Im Regelfall beginnt der direkte Weg zur permanenten Residenz im Ausland. Beim mexikanischen Konsulat im Wohnsitzland wird ein Visum beantragt, etwa als Rentner mit Solvenznachweis. Dazu gehören ein gültiger Reisepass, das Antragsformular, ein Lichtbild sowie die geforderten Bank- oder Rentenunterlagen mit Bankstempel. Nach einem Interview wird das Visum in den Pass eingetragen.

Mit dem Visum muss die Einreise innerhalb von 180 Tagen erfolgen. Nach der Ankunft bleiben 30 Tage, um beim INM den sogenannten Canje zu beantragen, also den Umtausch des Visums in die physische Aufenthaltskarte. Dabei werden Lichtbild, Unterschrift und Fingerabdrücke erfasst.

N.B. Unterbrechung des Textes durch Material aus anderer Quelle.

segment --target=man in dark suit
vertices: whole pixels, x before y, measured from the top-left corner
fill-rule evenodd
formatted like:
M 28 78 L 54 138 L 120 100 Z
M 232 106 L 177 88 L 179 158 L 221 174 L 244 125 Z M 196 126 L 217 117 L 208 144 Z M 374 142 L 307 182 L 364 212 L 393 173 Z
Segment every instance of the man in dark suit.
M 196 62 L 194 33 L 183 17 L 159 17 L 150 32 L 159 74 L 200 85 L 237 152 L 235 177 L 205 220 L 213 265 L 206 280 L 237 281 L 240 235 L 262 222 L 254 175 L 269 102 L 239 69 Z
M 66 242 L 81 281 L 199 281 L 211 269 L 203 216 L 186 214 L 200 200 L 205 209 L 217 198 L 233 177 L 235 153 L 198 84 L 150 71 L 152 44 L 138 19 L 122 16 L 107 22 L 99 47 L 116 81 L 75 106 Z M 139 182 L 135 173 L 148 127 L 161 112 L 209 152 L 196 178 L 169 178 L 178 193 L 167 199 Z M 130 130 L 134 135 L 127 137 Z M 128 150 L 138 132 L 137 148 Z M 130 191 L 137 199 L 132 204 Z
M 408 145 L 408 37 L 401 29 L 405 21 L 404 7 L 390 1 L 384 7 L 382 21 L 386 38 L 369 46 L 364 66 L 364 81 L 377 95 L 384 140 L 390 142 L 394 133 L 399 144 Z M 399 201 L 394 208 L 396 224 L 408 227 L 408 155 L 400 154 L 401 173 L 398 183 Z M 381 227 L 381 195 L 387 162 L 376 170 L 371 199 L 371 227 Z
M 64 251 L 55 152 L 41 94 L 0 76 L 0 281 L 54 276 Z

Das Versäumen dieser 30-Tage-Frist ist einer der häufigsten und folgenreichsten Fehler im gesamten Verfahren.

Wer den Weg über vier Jahre temporären Status nimmt oder familiäre Gründe geltend macht, kann den permanenten Status teilweise direkt im Inland beim INM beantragen. Ein Touristenstatus lässt sich dagegen nicht in eine Residenz umwandeln, von eng begrenzten humanitären Ausnahmen abgesehen.

Was die Residencia Permanente kostet

Die Kosten teilen sich in eine Konsulargebühr und die Gebühren des Migrationsinstituts. Die Konsulargebühr für die Visumprüfung ist moderat und wird in der Währung des Antragslands erhoben. Die wesentlichen Kosten fallen beim INM an und richten sich nach Artikel 8 der Ley Federal de Derechos.

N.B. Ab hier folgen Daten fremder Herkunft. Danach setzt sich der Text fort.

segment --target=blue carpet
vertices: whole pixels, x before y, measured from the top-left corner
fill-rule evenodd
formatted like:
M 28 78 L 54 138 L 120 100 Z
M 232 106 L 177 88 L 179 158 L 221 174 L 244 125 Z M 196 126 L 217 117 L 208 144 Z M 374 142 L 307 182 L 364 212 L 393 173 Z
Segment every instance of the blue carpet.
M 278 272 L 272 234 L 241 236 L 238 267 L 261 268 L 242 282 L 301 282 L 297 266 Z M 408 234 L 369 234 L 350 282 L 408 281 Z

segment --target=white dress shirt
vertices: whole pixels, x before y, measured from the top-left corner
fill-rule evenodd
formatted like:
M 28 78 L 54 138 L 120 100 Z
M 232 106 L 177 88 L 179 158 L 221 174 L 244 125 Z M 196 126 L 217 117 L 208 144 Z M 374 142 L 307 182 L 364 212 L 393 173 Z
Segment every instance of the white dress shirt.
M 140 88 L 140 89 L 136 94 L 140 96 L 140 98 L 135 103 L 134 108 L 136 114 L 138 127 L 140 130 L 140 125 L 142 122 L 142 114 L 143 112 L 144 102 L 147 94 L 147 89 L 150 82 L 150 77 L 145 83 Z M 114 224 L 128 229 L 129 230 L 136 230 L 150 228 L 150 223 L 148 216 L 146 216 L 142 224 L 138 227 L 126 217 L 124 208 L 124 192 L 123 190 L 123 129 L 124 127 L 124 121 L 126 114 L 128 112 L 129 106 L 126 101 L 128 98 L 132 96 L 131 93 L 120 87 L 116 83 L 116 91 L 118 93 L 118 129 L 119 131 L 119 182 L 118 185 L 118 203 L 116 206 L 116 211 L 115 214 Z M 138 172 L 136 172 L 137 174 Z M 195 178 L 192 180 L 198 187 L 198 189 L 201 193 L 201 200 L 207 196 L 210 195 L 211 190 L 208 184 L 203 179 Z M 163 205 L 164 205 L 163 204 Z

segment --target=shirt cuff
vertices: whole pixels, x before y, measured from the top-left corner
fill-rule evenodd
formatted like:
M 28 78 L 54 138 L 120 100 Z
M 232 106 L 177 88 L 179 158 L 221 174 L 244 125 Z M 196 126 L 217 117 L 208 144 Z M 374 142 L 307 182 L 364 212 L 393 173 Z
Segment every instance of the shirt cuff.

Für die permanente Residenz fallen zwei Posten an. Der erste betrifft die Aufnahme und Prüfung des Antrags und lag zuletzt bei rund 1.780 Pesos. Der zweite betrifft die Ausstellung der Karte selbst und lag bei rund 6.789 Pesos. Eine verlorene oder beschädigte Karte wird für rund 1.715 Pesos ersetzt. Diese Beträge entsprechen dem Tarif 2025 und wurden für 2026 angepasst.

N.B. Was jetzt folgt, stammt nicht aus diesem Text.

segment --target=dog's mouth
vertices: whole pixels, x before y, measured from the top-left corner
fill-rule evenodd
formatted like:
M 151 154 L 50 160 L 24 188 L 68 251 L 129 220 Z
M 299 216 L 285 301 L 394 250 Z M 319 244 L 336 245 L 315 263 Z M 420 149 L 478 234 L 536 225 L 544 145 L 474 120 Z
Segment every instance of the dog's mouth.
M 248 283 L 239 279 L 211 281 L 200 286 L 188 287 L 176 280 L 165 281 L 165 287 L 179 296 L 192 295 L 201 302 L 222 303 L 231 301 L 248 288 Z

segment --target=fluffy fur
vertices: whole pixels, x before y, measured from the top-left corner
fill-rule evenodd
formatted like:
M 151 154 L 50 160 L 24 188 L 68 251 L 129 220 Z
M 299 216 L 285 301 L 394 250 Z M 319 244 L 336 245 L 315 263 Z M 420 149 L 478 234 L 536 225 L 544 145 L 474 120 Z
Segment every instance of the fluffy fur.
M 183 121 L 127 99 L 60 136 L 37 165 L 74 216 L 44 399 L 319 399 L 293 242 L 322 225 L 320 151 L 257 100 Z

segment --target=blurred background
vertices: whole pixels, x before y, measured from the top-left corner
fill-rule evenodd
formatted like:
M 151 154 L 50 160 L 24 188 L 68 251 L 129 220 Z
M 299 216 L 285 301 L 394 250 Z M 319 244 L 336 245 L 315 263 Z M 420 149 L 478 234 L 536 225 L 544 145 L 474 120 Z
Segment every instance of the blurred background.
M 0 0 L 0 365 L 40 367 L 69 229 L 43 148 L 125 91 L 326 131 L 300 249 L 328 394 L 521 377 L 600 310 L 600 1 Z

Neu ist seit 2026 eine Ermäßigung. Eine Reform der Ley Federal de Derechos, veröffentlicht am 7. November 2025, sieht in Artikel 8 eine Reduktion auf 50 Prozent der Gebühr vor. Sie greift für Residenten, die ihren Aufenthalt mit der Familieneinheit, einem inländischen Arbeitsangebot mit gültiger Arbeitgeberbescheinigung oder einer Einladung für eine unentgeltliche Tätigkeit begründen. Die Ermäßigung wird nicht automatisch gewährt, sondern muss mit den passenden Nachweisen beim INM belegt werden.

Rechte und Vorteile des residente permanente

Der permanente Status bündelt eine Reihe von Rechten, die dem Alltag Stabilität geben. Die Karte gilt unbefristet und muss nicht jährlich verlängert werden. Ein- und Ausreise sind ohne Beschränkung der Aufenthaltsdauer möglich, und es gibt keinen Mindestaufenthalt zur Erhaltung des Status. Mexiko lässt sich also beliebig lange verlassen, ohne den Status zu gefährden.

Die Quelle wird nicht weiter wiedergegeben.